Standouts at Talbots included a variety of T-shirts, five-pocket women’s cotton jeans, basic and microfiber twill pants, capris, and jumpers. In career, silk crepe and linen “performed very well,” along with silk twilled jackets.
Limited boasted a 4 percent comp gain, led by hikes of 15 percent at Express and 14 percent at Limited Stores. Woven pants and denim drove Express’s sales. Comps slid 4 percent at Lerner but rose 1 percent at Lane Bryant.
Pacific Sunwear said its 9.8 percent gain was fueled by a 9.6 percent gain at its core Pacific Sunwear stores and 15.1 percent at its d.e.m.o. chain. Juniors and accessories paced sales with double-digit gains, led by strength in sundresses, swimwear, and T-shirts, as well as color and strappy looks.
Ann Taylor said its 0.7 percent comp decline was in line with plans.
The chain highlighted strength in separates, particularly pants and blouses in refined fabrics; chunky sweaters, and colors and novelty items overall.
“Our clients continue to respond well to our spring fashion offering and our vibrant seasonal palette,” said J. Patrick Spainhour, chairman.
Nordstrom delivered a 5.8 percent gain, but analysts said it was clearance-driven as the chain makes room for more contemporary merchandise. Stronger gains were registered in shoes, men’s apparel, cosmetics, women’s designer apparel and women’s accessories, but women’s apparel sunk.
A major disappointment was the Gap, which on Wednesday posted an 11 percent drop, due to declines in the teens at domestic Gap and Old Navy.

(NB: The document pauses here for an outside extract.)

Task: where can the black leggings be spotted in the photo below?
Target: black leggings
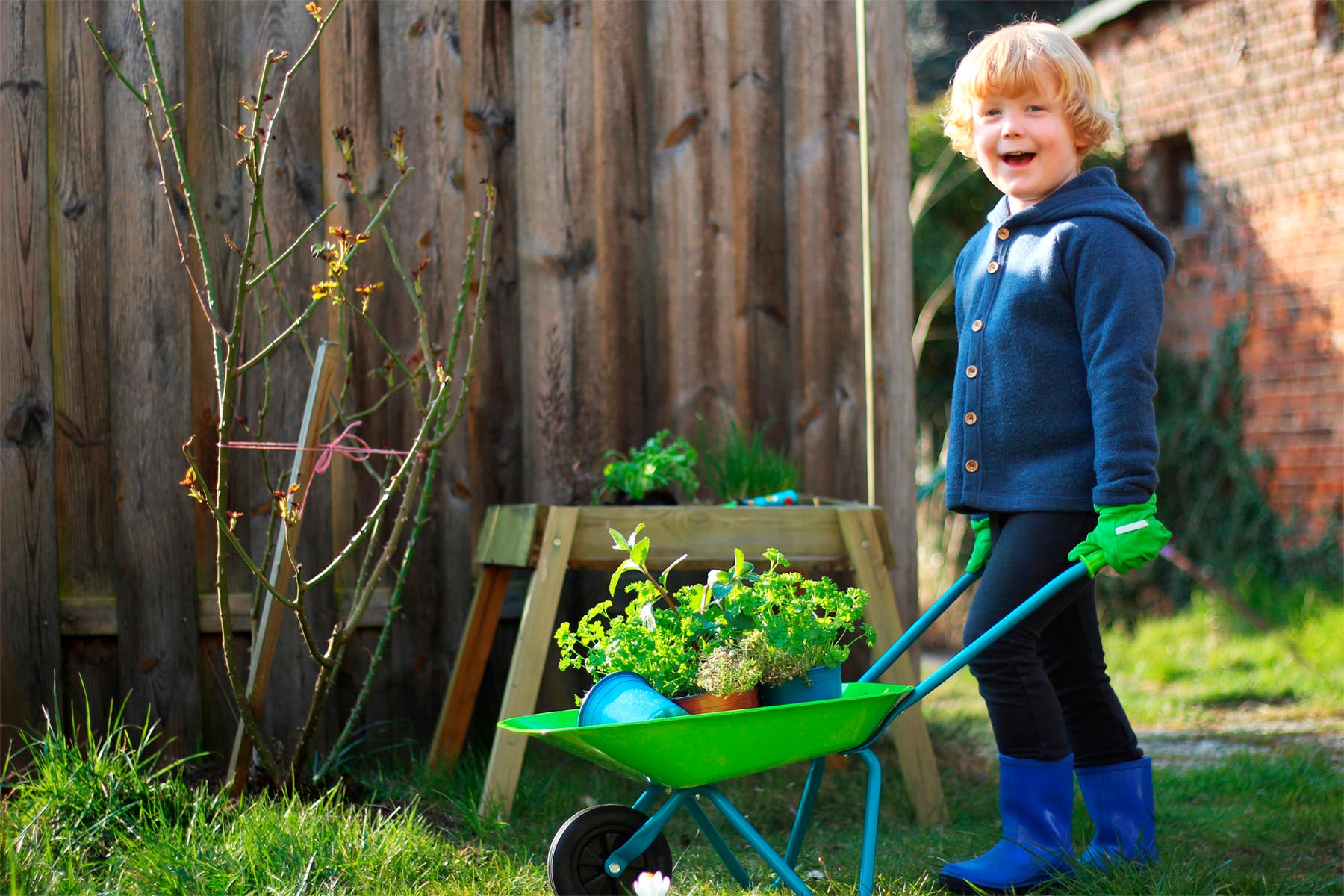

Bebe said its 10.1 percent drop reflected scarce inventories in knits as well as the Easter shift, but noted good demand for leather, animal prints, key pants silhouettes and color. Paul Harris blamed its 17.9 percent plunge on career, and said it planned to shift more to casual, while Dress Barn, up 16 percent, said it benefited from a greater emphasis on casual.